I'm afraid I can't say yes, much as I would like to. Compartmentalization is a very powerful force in large institutions, as you know. There are few people that I know of, you know, the proverbial voices in the wilderness, except it's hardly a wilderness, it's the opposite, that speak in this direction, and I can quote many from the past who have, too. But I think we're going to have to just keep at it, like the myth of Sisyphus who pushed the rock up the hill, and the version I like is a Czech version where as the rock rolls down again, as he knew it would, he's whistling as he goes down the hill, knowing he has to push it up again. If you think it's a truly worthy thing, you keep doing what you can in that direction.
I know that in some of your voluntary work you've been very active in programs that identify budding scientists in high schools. What are you seeing out there in terms of the way talent is emerging? Is it the way it always was, and then the failure lies with the educational system? Talk a little about that.
Well, this is the most positive thing, in fact, in my judgment, at the moment, and it's something we could build on far better than we do, especially now with this wonderful tool, the Web, which of course can be misused and can be just a garbage dump instead of a cornucopia which it also is, fortunately, of powerful information and methods. I don't think, for example, we're ever going to have in the foreseeable future as many qualified teachers of science and math as we need. However, if we realize that the kids that wind up going pretty high up in these fairs that you mentioned, high school science -- the science talent searches are the most well known. But it's just forty finalists in Washington each spring.

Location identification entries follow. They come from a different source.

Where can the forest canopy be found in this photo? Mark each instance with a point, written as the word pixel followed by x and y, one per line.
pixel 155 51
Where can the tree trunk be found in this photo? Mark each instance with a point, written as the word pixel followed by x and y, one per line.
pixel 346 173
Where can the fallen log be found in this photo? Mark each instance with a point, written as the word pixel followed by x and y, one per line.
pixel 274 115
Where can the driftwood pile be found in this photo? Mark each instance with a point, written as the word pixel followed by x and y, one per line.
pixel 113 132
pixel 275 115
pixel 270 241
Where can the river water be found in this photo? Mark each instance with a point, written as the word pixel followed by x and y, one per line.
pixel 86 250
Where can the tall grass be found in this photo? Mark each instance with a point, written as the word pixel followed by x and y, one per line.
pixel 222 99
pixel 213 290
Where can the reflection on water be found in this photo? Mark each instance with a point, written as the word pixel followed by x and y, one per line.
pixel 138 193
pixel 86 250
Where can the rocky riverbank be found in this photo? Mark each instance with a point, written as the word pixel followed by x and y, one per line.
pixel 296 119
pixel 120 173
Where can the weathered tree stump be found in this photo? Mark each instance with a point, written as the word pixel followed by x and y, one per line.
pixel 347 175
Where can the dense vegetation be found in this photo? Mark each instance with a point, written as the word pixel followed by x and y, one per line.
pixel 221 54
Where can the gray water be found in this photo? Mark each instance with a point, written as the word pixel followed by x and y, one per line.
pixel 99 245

There's a lesser-known but much bigger International Science and Engineering Fair -- both of those, incidentally now, are sponsored by Intel as the prime sponsor, which is a very sensible thing given the nature of Intel as a company. The International Science and Engineering Fair has 1400 kids from 50 countries. They meet in a different city every year and they've all been winners in regional, state, or local fairs. Now you go talk to those kids, they're very aware of these science education problems in the schools they came from. They would love to be our resource to interact with their own schools. We could generate a great network with these kids. Remember the story I told about my experience in high school, my teacher in algebra? Well, these kids can do wonders. And there are instances in college education. My colleague, Eric Mazur at Harvard, Alex Pines here at Berkeley, have done a lot with what's called peer instruction, where you pose questions and the students argue out, and then they vote, and then they find out who got the right idea, then they argue again to see if they can understand why.

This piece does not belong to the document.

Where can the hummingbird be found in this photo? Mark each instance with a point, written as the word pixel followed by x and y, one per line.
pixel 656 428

The key thing is getting students in the first place to take ownership instead of allowing it to seem to belong to some higher authorities, the previous generation, or whatever. Then they'll get the wider community therefore to take ownership too. What I would love to see, since we're here for TV cameras, is every week on the news, on every network, a one or two-minute segment allowing one of these kids from the science fair describe their project. They're usually excellent at it because in working their way through a series of fairs they've had to describe their project to whoever comes, sometimes little kids, sometimes even scientists, and they adjust accordingly. They're the best ambassadors for science, because as I mentioned before, society views the scientist as too rarefied, who won't understand, and all that, and that's been inculcated in school. Unfortunately, it puts most people off if you have a scientist speaking, even though sometimes we have marvelous programs, Nova and all. They're not watched as widely as they really deserve to be. But everybody then would see kids. There is interest in the kid just because they're a kid. But then [people] discover they're very good at explaining their science, and teachers, other kids, parents, they watch -- I think it'd be a regular thing. I think it would change very much the whole society's attitude. And as you know, TV, the way it works, there's plenty of little one or two-minute gaps they have to fill. We know what they fill it with now. This could be done.

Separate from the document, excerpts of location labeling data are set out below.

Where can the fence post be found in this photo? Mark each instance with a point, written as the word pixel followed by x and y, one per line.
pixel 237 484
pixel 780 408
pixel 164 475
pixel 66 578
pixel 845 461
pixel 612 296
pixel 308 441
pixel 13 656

It sounds like we have a real role model problem in the sciences. Our current president is not Jefferson, we don't have Franklins in the halls of Congress, and so it sounds like you're saying that, in fact, we may wind up having to turn to the excitement of younger people, the newer generation actually doing science, to inspire a broader sense of what science can do.
I think it would be the best way to go, in fact. Science is a youthful thing, even if it's done by very senior people occasionally. It's intrinsically youthful. I had said earlier it's child's play. Of course, you don't say that to funding agencies, but in a serious way it has to be, if you're talking about basic science that is a chance to learn Nature's language. And that's most fundamental, and as I argue, the most practical kind you can do.
Of course, there's a whole range. I wouldn't belittle science in the service of a short-term technological aim. That's making use of what we've learned already of Nature's language, and often in a very enterprising, imaginative way. But if we fail to recognize that we've got to have people who are so inclined, scientists who have this burning urge to probe deeper in a fundamental way, we are losing out in a most important long-term aspect, which is to learn more of Nature's language, explore more of that ignorance that opens up, as we learn more, as Feynman emphasized.
How would you advise students who want to go into science to prepare for the future?
I think they should explore widely, not just science and math but literature, history, that they should make themselves a person who has wide eyes, because often what you wind up doing, in all kinds of thoughts and I think especially pronounced in science, is metaphorical kinds of comparisons and analogies. Often the thing you think of in science isn't some narrow technical thing that depended on having taken X number of courses to get you to this point. No, it's some down-to-earth metaphor with something they've done that people wouldn't ordinarily think of as related to science at all. It may be related to art or music, or whatever. A lot of what you do in, say, chemical synthesis, where you have these simple elements, chemical bonds -- often you're especially interested in biological things, [where] the main atoms are carbon, hydrogen, nitrogen, oxygen, the big four, and maybe a few others here and there, so, the elements are simple -- well, the elements of a Beethoven composition are pretty simple. You just have a few notes, intervals, and whatnot, but it's a matter of how you assemble them. So, it's the same thing.
I like to say science is not really a technical thing as much as an architectural thing. An architect has to understand quite a few technical things, but they are not the essence of architecture. Architecture itself is more than that. It's a broad thing that has to recognize the aim of the project and the fact of how are people going to experience this space, how it's going to serve the functions, the activities. It has to be very broad. So, a lot of the best science is architectural in character. You don't necessarily invent the materials or the building construction, but you put them together in a way that opens people's eyes to new possibilities that they didn't see before, just the feeling we admire when we say, "Wow, that's really good architecture." That's the character that's so important to recognize.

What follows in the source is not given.